7 утра. Темень и слякоть. Краевую туберкулезную больницу при ГУФСИН можно принять за дельфинарий, если бы не колючая проволока на заборе, — здание выкрашено в синие и белые полосы. На посту охраны установлен аппарат, считывающий отпечатки пальцев.

© Ангелина Бурлюк

— Навестить можете в порядке установленного графика. Соседняя дверь — комната свиданий. Там у женщин в форме возьмете бланк, напишете заявление.

Зал ожидания. Люди молча сидят на стульях, расставленных по периметру. Плотное беззвучие, телевизор на стене с вырубленной громкостью показывает Павла Волю.

— А вы чего расстроились? — сочувствующим тоном обращается женщина в годах, поворачивая ко мне свою замотанную в шаль голову.

Жду, когда одобрят заявление на видеосвидание с осужденной. Боюсь, что откажут.

— Почему откажут? К кому идете?

Надежда Толоконникова из Pussy Riot, возможно, знаете.

— Знаю, по телевизору показывали. Сюда перевели, значит, нашли какое-то заболевание. Сюда переводят только с заболеваниями. Где она сидела?

— В Мордовии.

— Мордовия есть Мордовия. А здесь — курорт. Пионерский лагерь. Приехала девочка отдохнуть. Вы даже не переживайте, она с накрашенными глазками придет.

Тишина нарушена, люди перестали всматриваться в грязь в стыках напольной плитки. Взгляды становятся раздраженными, любопытными, нервными, непонимающими.

«Я их не осуждаю. Своей акцией они меня не оскорбили».

— Вы меня простите, — снова обращается ко мне женщина в шали, — я, конечно, очень от этого далека. Но вот как она сейчас настроена? Вообще ее нужно было не сажать. А снять ремень и публично выпороть. На площади.

— Зачем выпороть?

— Ну разве можно себя так вести? Вот сделала бы она это в Израиле, или в Чечне, или в том же Китае. Ей бы лоб зеленкой намазали и публично и при всех расстреляли. Без суда и следствия. Нужно было моментально вернуть закон о публичной порке. Осквернил храм — выпороть на площади. А потом девочки бы думали, — глаза собеседницы начинают бешено моргать. — Вот Ксения Собчак, с ее-то миллионами, — ей тоже не нравится правительство. Так она же не пошла в церковь пакостить! К Навальному присоединилась.

— Да ничего они не свергнут, — бурчание со стороны.

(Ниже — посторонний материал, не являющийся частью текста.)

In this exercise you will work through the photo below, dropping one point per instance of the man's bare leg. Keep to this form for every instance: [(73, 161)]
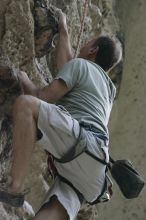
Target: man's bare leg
[(25, 115), (53, 210)]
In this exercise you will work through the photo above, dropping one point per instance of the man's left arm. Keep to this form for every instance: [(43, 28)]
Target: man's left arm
[(50, 93)]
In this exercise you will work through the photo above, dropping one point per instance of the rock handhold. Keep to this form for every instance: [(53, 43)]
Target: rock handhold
[(10, 88), (46, 26)]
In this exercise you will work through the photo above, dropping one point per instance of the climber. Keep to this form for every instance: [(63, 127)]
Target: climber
[(84, 94)]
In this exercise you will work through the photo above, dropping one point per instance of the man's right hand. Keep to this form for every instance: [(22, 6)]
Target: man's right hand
[(62, 21)]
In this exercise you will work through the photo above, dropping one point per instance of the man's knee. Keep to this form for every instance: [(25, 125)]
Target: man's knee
[(26, 104), (52, 210)]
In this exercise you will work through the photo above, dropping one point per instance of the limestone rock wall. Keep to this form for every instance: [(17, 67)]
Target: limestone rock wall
[(20, 42), (128, 127)]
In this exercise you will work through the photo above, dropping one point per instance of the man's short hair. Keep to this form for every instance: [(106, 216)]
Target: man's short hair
[(109, 53)]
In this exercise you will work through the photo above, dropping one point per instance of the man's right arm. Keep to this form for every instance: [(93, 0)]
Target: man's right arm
[(28, 87)]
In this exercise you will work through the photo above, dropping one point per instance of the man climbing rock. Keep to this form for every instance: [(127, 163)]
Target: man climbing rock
[(70, 114)]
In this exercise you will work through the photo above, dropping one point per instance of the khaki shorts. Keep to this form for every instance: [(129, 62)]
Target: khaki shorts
[(60, 132)]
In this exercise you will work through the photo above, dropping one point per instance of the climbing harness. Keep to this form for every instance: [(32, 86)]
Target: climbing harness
[(85, 7), (123, 172)]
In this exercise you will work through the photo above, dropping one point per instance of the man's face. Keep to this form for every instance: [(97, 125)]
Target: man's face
[(87, 49)]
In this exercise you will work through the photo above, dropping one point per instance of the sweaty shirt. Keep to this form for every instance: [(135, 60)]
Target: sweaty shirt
[(91, 93)]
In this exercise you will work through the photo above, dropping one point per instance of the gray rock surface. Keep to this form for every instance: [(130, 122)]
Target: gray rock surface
[(21, 41)]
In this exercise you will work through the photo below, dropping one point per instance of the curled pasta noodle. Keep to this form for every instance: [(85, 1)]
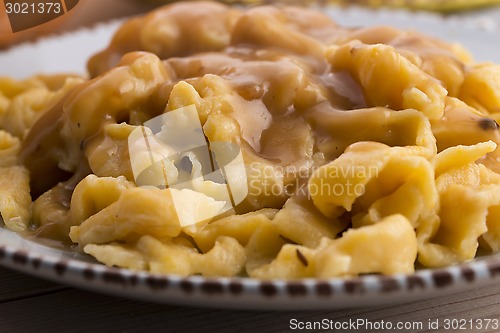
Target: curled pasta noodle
[(368, 150)]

— Девочкам просто сломали жизнь, — говорит мужчина в серой одежде и с морщиной Солженицына на лбу. — Когда по телевизору увидели, думали, ей дадут условное. Наше государство — мы в нем как спички. Вот так возьмут (его кулаки сжимаются, иллюстрируя фразу) и переломят. И никто не заметит. Знаете, здесь процентов 70 можно отпустить. Сидят для галочки, попали под раздачу. И кто такие законы делает? Те люди, которых мы выбираем. Плетью обуха не перешибешь. Народ достоин своего правителя.

© Ангелина Бурлюк

Женщина в шали мотает головой, темные пряди с сединой выбиваются из-под платка, черные, угольные глаза моргают еще резче.

— Просто дурочка она, дурочка и марионетка. Они не сами туда пришли. Я не поверю, что эти девочки сами до этого додумались. Вот выйдут они озлобленные — еще больше им мозги засрут организаторы. Где эти корни? У масонов. Масоны давно составили план, они не будут ни с кем воевать. Они каждому руководителю страны в постель подсунут еврейку. Возьмите с 1917-го. Ленин — полукровка.

— Мы все марионетки евреев?

— А вы как думали? Почитайте. И если вас к ней пустят, вы ей так и скажите, чтобы она поняла: не нравится ей закон — вот, пожалуйста, иди на площадь. Встань перед Кремлем, перед Думой с канистрой бензина и скажи: «Путин, если не уйдешь, я тебя сожгу!»

— Расстреляют! — выпалил мужчина сквозь смех.

Заявление на видеосвидание отклонили.

***

Владимир Седов, депутат Законодательного собрания Красноярского края от КПРФ:

— Я считаю, что Толоконникову нужно было не переводить в Красноярск, а освободить — особенно с учетом состояния здоровья. Я и раньше заявлял о том, что реальное лишение свободы за глупую выходку девушек из Pussy Riot обусловлено не столько оскорблением чувств верующих, сколько оскорблением чувств Владимира Путина. Отношение представителей правящего большинства показывает их лицемерие. Они регулярно напоминают коммунистам про репрессии 70-летней давности, когда «сажали за сорванные колоски», — а сами сажают за фразу «Богородица, Путина прогони!»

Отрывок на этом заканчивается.